Pourtant, que la montagne est belle! ♪♫
Note :

   1930, Léon Futoz est le responsable de la Compagnie des guides de montagne à Samoëns en Haute Savoie. Armande, sa femme l'attend, de retour d'une de ses expéditions. Mais Léon tarde, ce qui n'est pas son habitude. Partie à sa rencontre, elle le voit au loin, rentrer sans son matériel. léon ne sait plus vraiment ce qu'il en a fait et raconte à Armande une histoire qui se serait passée sur les sommets. Armande croit son mari pris de boisson, lui qui ne boit pas. Mais Léon perd la mémoire: une maladie d'Alzheimer qui, à l'époque, ne disait pas son nom. Dès lors, se bousculent chez lui les souvenirs de sa vie passée, de son amour pour une belle lyonnaise, et reste en lui son amour de la montagne: une expédition se prépare et il compte bien dessus pour montrer à tous qu'il n'est pas fini.
   
   J'ai cru comprendre en lisant ça et là que Patrick Breuzé est un passionné de montagne: ça se sent! Il la décrit admirablement, et on sent une vraie passion pour ses personnages, les montagnards, les hommes et les femmes qui vivaient au début du siècle dernier dans des conditions difficiles. L'opposition entre le guide taiseux, obstiné et le citadin, riche, arrogant, hautain et sûr de la force que sa condition lui donne est un brin caricaturale, mais il faut sans doute cela pour installer le roman et son intrigue.
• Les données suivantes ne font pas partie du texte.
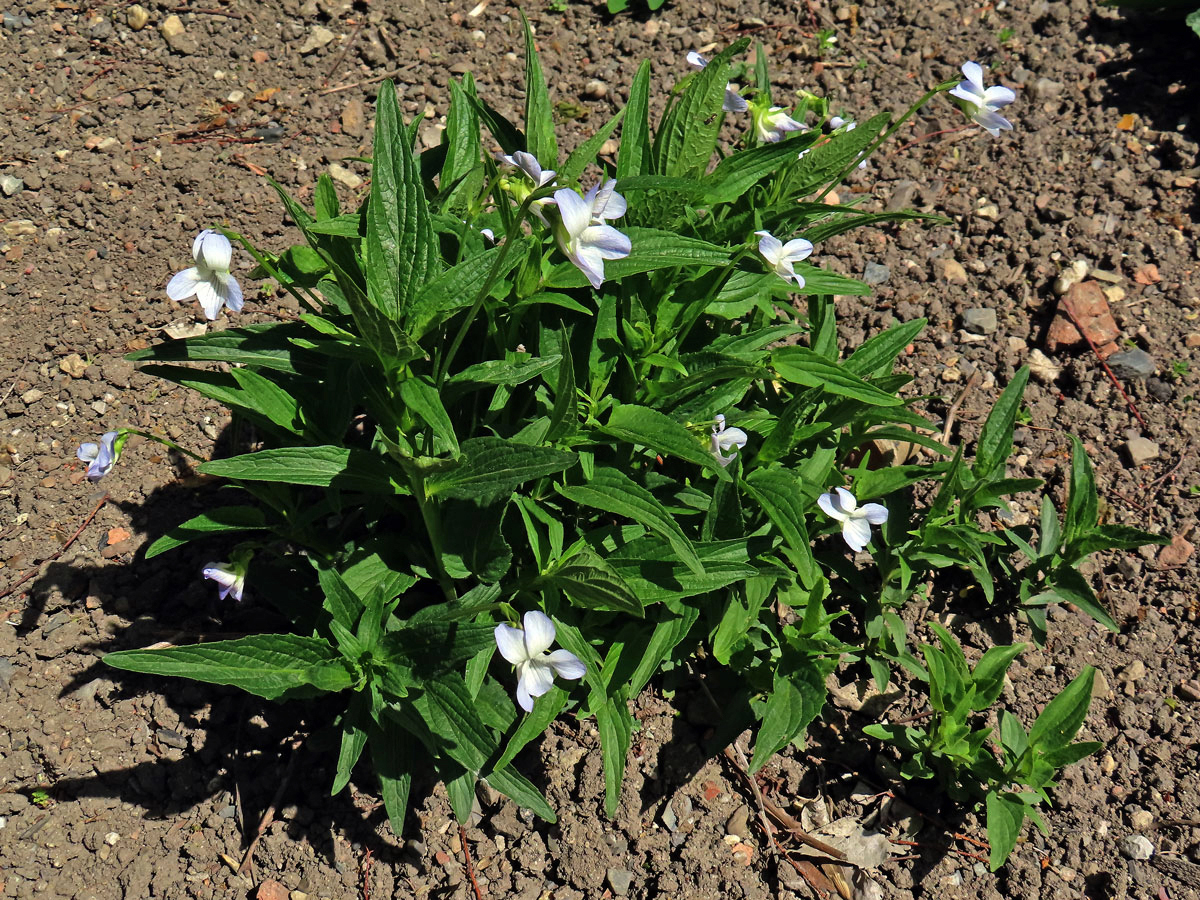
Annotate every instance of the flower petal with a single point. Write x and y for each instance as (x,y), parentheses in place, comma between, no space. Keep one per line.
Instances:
(991,123)
(973,72)
(828,504)
(567,665)
(769,247)
(857,533)
(210,299)
(591,263)
(606,240)
(733,101)
(966,93)
(216,251)
(875,513)
(534,681)
(576,213)
(183,285)
(234,299)
(797,250)
(510,642)
(539,633)
(999,96)
(730,438)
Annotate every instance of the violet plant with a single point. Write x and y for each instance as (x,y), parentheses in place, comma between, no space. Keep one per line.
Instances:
(598,413)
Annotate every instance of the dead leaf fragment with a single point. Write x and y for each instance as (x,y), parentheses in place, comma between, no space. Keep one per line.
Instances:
(1147,275)
(1175,553)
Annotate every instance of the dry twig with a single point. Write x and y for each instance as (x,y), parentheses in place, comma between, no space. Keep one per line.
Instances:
(59,552)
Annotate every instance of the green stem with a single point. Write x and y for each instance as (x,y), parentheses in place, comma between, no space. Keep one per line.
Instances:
(433,528)
(928,96)
(509,240)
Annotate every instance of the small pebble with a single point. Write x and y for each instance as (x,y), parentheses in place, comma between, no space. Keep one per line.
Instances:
(1137,846)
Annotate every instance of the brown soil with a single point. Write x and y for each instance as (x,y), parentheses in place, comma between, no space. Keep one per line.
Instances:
(127,147)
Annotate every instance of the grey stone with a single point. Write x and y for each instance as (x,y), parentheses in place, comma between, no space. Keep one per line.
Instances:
(1137,846)
(1132,364)
(979,321)
(1140,451)
(876,274)
(621,879)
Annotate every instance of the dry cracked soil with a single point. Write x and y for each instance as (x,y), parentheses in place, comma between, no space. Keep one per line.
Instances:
(129,127)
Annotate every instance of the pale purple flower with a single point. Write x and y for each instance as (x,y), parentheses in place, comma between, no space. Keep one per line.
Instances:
(981,103)
(856,521)
(100,457)
(733,101)
(229,577)
(527,649)
(726,441)
(772,123)
(209,280)
(581,233)
(783,257)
Car, bien sûr, petite intrigue il y a, concernant la jeune femme lyonnaise que léon a aimée, ce qui rajoute un peu d'intérêt au livre, mais je n'en dirai pas plus pour laisser un petit mystère!
   
   "L'un des porteurs se précipita. Personne n'aimait ce genre de situation, quand guides et clients se retrouvaient dos à dos. D'ores et déjà, il paraissait acquis qu'il n'y aurait pas de bonne main, ce pourboire laissé à l'appréciation de chacun et qui souvent venait arrondir de belle manière une course mal négociée ou trop peu tarifée." (p.155)

   
   La bonne idée de l'auteur est de combiner la maladie d'Alzheimer avec la montagne et les ravages qu'elle peut faire chez de pauvres gens qui n'ont pour gagne pain que cette montagne justement. Mais en même temps, Léon est un homme à poigne, habitué à diriger les autres guides de Samoëns, un homme qui ne lâche rien. On a donc à la fois un roman sur la perte d'autonomie, la fierté (parce que diminué par une maladie inconnue à l'époque, l'homme n'est plus "un homme" aux yeux de beaucoup, qui ne peut plus nourrir sa famille) et sur la montagne, les randonnées et les paysages. Armande est aussi un personnage important: la femme effacée mais toujours présente, qui est en fait le pilier de ce couple vieillissant (ils ont un peu plus de 65 ans), comme beaucoup de femmes de l'époque. Elle s'inquiète Armande, se demande ce que va devenir Léon: "Quand elle entendit la porte se refermer, elle ne ressentit rien. Ni soulagement, ni colère. Ses mains étaient gelées, ses pieds violacés. Son corps noué attendait qu'on lui dise quoi faire. Ce sentiment de fin de vie, elle le connaissait déjà. [...] Adossée contre le mur chaulé, elle regarda défiler sa vie, de rares moments de bonheur, de longues années de labeur. Désormais, il faudrait admettre que le fardeau devint encore plus lourd." (p.76)
   
   Roman bien écrit, dans une langue simple et soignée, insérant pas mal de dialogues dans le patois local, ce qui lui donne du rythme et du corps. Un livre qui a ce côté roman du terroir ou régional, un peu désuet, mais loin d'être désagréable. Un peu comme un téléfilm de France 3: pas le film de l'année, mais on le regarde avec plaisir en famille! Ce genre d'histoire ne deviendra pas ma lecture favorite, mais une de temps en temps (point trop souvent non plus), pourquoi pas?